Last year the Society of Jesus in Slovakia has put a considerable effort in drawing the attention to a novice, Tomas Munk, who converted to Catholicism from Judaism in the late 1930s.
In the spring of 2008 a book of Ivan Petransky about his life was published Zivot pod hviezdou (“A life under a star”). People from around the Jesuit community in Ruzomberok have organized a concert to remember this young brave man who in his early life had written: Amor Christi usque ad oblivionem sui – Love for Christ until self-oblivion. The local TV station has produced a documentary DVD on his life and people are very much interested in the witness this young man has got to offer. Parts of the published book were broadcasted on the Catholic radio station in the country.

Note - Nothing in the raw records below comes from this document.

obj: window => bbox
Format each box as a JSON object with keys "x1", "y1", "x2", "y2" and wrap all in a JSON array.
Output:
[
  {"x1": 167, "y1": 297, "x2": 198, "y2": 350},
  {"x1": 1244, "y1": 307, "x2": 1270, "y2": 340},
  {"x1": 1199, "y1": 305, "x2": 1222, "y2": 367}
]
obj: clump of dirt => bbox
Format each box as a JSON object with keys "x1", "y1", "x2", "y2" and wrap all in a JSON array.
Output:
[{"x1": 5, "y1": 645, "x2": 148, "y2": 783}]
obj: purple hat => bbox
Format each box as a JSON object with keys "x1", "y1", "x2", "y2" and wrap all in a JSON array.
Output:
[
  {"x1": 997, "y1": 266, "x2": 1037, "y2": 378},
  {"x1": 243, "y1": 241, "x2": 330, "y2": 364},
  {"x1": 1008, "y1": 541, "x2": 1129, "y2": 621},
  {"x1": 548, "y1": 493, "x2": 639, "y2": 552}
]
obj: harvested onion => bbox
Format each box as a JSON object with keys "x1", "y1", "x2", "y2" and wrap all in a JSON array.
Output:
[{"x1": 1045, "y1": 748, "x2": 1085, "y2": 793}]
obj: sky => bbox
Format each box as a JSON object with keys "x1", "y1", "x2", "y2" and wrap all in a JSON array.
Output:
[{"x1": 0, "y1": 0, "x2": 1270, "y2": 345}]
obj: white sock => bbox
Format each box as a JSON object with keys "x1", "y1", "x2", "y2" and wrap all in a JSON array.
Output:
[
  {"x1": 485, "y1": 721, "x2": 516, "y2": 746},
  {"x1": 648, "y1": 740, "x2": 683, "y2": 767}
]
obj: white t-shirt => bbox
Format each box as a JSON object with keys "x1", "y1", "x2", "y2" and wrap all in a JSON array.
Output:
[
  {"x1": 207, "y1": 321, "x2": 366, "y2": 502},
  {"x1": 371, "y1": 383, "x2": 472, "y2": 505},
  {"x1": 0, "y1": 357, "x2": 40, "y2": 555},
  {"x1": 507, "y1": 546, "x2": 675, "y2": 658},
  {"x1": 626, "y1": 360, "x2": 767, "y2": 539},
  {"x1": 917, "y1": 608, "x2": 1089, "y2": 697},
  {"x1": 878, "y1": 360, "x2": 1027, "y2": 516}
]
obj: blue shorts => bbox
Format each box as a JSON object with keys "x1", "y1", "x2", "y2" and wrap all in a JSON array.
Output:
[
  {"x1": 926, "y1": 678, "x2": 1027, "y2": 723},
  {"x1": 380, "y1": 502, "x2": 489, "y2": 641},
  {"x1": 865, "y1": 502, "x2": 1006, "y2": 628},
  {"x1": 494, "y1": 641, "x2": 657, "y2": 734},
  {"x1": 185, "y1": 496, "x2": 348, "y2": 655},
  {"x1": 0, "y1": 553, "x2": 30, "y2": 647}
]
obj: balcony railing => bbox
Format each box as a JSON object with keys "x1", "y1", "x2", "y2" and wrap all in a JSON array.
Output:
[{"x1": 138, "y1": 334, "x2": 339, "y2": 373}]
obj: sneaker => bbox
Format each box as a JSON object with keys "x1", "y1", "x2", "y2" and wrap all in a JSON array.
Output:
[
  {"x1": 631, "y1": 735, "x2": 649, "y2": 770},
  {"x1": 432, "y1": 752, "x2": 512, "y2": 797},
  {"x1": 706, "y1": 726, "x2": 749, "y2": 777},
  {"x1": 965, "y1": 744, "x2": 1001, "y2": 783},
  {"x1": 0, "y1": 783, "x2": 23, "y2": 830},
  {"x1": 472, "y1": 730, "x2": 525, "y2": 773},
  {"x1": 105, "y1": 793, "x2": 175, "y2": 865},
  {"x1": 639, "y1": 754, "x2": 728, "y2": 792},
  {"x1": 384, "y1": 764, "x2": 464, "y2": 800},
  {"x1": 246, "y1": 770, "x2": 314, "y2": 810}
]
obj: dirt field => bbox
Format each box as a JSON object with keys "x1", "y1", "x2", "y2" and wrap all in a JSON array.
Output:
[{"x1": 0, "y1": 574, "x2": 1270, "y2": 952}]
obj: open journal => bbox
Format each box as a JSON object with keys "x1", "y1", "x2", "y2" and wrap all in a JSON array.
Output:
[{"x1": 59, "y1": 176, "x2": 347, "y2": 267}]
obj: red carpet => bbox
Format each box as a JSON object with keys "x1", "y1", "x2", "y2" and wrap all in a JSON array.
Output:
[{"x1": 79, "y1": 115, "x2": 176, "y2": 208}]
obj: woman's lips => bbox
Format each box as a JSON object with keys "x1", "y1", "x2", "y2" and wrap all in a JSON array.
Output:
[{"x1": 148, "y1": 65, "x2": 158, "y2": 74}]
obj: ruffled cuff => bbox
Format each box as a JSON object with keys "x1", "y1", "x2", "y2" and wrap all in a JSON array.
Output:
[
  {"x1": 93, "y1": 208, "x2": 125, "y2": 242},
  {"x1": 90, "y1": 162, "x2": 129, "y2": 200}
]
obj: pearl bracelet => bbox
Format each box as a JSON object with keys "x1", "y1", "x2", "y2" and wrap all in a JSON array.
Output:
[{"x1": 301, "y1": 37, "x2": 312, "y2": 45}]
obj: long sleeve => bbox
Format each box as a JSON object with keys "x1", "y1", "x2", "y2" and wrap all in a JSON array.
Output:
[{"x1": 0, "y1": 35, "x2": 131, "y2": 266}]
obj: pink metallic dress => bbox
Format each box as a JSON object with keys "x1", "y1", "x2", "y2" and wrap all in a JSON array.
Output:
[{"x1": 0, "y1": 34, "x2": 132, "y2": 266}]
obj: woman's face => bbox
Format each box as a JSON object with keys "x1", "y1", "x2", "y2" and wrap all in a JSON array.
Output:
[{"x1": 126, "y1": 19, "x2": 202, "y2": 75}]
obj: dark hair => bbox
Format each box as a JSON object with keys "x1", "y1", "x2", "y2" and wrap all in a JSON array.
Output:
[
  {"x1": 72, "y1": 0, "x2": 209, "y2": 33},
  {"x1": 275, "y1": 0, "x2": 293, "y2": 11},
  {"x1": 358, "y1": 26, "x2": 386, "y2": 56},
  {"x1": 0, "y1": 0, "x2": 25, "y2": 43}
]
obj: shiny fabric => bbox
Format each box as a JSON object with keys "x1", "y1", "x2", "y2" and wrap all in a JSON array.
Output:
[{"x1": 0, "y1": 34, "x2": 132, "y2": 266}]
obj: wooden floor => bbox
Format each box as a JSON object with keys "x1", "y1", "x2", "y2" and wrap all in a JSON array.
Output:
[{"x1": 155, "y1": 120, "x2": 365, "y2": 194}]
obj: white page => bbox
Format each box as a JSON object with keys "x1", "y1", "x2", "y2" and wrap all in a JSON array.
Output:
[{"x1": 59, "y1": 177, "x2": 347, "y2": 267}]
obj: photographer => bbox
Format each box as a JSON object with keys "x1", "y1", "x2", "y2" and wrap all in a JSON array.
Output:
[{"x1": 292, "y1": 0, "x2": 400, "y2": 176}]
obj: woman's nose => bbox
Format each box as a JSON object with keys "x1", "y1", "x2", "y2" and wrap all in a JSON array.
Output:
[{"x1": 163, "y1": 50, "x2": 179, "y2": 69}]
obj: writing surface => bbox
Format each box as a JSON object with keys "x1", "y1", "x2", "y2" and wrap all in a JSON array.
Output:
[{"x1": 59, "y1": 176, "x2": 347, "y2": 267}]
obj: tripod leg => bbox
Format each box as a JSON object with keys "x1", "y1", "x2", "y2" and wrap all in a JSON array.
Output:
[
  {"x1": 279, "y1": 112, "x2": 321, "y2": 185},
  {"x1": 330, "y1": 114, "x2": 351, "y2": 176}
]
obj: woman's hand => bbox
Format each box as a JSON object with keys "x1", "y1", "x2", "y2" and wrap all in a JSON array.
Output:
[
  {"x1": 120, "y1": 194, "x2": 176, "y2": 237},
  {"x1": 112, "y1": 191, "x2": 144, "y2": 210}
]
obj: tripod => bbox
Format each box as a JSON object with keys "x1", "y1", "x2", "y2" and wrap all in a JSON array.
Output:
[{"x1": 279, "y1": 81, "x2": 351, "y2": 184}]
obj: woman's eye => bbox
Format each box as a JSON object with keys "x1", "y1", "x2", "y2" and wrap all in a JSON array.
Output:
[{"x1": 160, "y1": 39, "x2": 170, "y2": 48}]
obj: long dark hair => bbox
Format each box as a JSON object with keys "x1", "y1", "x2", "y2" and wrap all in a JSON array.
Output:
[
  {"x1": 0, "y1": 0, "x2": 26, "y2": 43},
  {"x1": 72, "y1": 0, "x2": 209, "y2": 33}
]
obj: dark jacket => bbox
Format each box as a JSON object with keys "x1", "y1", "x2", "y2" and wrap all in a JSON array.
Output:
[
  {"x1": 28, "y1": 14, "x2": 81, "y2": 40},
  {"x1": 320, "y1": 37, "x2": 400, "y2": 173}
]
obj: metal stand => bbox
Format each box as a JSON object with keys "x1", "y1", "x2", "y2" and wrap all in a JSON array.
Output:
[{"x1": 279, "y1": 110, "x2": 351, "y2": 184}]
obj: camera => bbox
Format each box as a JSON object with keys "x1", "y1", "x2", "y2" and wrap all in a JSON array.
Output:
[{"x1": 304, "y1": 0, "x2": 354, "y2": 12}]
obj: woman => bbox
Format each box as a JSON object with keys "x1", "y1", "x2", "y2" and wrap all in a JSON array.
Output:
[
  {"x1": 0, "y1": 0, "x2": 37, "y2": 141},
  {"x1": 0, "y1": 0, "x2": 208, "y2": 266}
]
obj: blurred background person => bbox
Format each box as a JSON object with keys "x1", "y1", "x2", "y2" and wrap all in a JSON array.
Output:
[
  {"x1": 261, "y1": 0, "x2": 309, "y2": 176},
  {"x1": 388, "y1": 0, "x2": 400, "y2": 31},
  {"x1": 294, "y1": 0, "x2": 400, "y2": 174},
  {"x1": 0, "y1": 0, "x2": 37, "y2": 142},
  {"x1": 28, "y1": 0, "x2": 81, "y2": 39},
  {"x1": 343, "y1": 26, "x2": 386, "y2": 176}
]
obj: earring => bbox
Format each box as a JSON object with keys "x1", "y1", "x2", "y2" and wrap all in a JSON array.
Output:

Tomas Munk was born in Budapest on January 29, 1924 as the first son of a Jewish couple. After conversion in 1939 he was received in the Catholic Church. Tomas studied in Bratislava and partly in Ruzomberok. He decided to become priest in the Society of Jesus where he entered on July 30, 1943. In the autumn of 1944, Nazi soldiers came in Ruzomberok. After several months the whole family was arrested and the Nazi eventually came to the Novitiate and took him away as a Jewish convert. According to a fellow novice, now a respected Jesuit, Tomas confided to him having prayed all night in the Novitiate chapel: “I have sacrificed my life for my nation, for its conversion and for the Church.” Tomas was killed on the way to the concentration camp.
A point of connection for me with Tomas Munk is that we share the same birth date but 45 years apart from each other, and that we had a love of the Society. May he interceded for all of us.